Снова послышалось ворчаніе со стороны Мэркгама, котораго Гэй успокоилъ не иначе, какъ пустившись въ разспросы о безчисленныхъ его племянникахъ и племянницахъ.

Такъ прошелъ весь вечеръ; Мэркгамъ, наконецъ, удалился, и Гэй остался совершенно одинъ въ огромной, темной комнатѣ, освѣщенной огнемъ камина и лампой, точь въ точь, какъ въ тотъ вечеръ, когда онъ нашелъ дѣда лежащимъ безъ чувствъ въ креслѣ.

— Сколько времени прошло съ тѣхъ поръ? Какъ это случилось, — подумалъ Гэй. Какъ перемѣнился я самъ и все меня окружающее!…

Страшная тоска напала на него въ эту ночь. Здѣсь, въ стѣнахъ родительскаго дома, все мрачное прошлое съ своими кровавыми картинами, поднялось передъ нимъ, какъ призракъ изъ могилы. Проклятіе, лежавшее на отцѣ, тяготѣло какъ будто бы и на сынѣ, и бѣдный Гэй, поднявъ глаза къ небу, просилъ одного у Бога — возможности загладить своей жизнью все прошедшее.

— Я знаю, я заслужилъ свое горе, — говорилх онъ. — Я самъ чуть не сдѣлался убійцей Филиппа, мнѣ слѣдуетъ плакать о своихъ грѣхахъ, какъ плакали израильтяне въ плѣну вавилонскомъ. Я долженъ все выдержать, все перенести, даже самую смерть. Господь послалъ мнѣ это испытаніе, чтобы я покаялся. Но Эмми! ради тебя я готовъ выстрадать еще больше. Насъ разлучили здѣсь, но вѣдь жизнь за гробомъ можетъ соединить насъ съ тобою на вѣки!…

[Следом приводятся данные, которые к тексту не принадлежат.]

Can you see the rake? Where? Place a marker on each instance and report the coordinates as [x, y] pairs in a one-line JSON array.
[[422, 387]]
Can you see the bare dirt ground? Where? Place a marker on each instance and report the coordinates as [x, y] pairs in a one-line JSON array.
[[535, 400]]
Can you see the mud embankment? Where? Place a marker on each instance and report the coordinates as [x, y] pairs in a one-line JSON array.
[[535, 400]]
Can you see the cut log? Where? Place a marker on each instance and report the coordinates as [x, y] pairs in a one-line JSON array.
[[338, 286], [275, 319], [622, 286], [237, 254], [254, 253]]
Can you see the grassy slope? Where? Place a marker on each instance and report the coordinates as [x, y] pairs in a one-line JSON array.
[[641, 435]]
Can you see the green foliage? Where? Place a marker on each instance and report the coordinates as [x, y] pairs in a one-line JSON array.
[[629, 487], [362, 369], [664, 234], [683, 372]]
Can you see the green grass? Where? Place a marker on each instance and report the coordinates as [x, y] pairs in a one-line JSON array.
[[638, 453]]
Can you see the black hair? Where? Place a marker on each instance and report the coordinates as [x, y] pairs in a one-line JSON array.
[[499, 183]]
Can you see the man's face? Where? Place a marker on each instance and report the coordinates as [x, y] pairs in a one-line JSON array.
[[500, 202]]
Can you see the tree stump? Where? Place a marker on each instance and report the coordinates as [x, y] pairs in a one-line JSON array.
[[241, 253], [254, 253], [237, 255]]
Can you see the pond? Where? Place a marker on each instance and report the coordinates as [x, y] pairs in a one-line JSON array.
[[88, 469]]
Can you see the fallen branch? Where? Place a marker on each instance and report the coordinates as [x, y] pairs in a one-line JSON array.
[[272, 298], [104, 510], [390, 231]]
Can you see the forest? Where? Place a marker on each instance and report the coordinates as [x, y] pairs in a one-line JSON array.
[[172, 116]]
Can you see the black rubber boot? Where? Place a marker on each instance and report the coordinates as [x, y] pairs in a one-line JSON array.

Гэй зажегъ свѣчку и по черной, дубовой лѣстницѣ отирэвился въ широкую галлерею, оттуда поднялся еще выше и черезъ длинный корридоръ дошелъ до своей спальни. Онъ нарочно написалъ приготовить для него его собственную комнату, чтобы не допустить мистриссъ Дру, отвести ему цѣлый рядъ апартаментовъ, подъ тѣмъ предлогомъ, что иначе не прилично помѣститься обладателю такого богатаго помѣстья, какъ Рэдклифъ. Въ спальнѣ его ровно ничего не измѣнилось; разница была только въ томъ, что въ ней топили теперь каминъ, чего дѣдъ не допускалъ въ прежнія времена. Всѣ дѣтскія игрушки Гэя оставались на прежнемъ мѣстѣ нетронутыми. Стрѣлы, луки, коллекціи птичьихъ крыльевъ, странныя оружія, воздушный шаръ, коральковое яичко, все было цѣло, благодаря нѣжному вниманію и заботливости мистриссъ Дру.

Гэй съ тихой грустью разсматривалъ каждую вещь, и воспоминанія дѣтства все живѣе и живѣе пробуждались въ его воображеніи. Помолившись усердно Богу, онъ поздно ночью улегся въ постель, заранѣе обдумавъ планъ объ улучшеніи участи жителей Кулебъ-пріора. На другой день, онъ собирался идти въ Рэдклифскую церковь, гдѣ совершалось, какъ мы сказали, ежедневно богослуженіе; съ нѣкоторыхъ поръ онъ привыкъ молиться по утрамъ въ университетской капеллѣ. Засыпая въ этотъ вечеръ, онъ мысленно твердилъ любимый гимнъ Эмми, оканчивавшійся слѣдующимъ стихомъ:

   «Кто образъ Божій въ сердцѣ носитъ,    Тотъ одинокимъ быть не можетъ».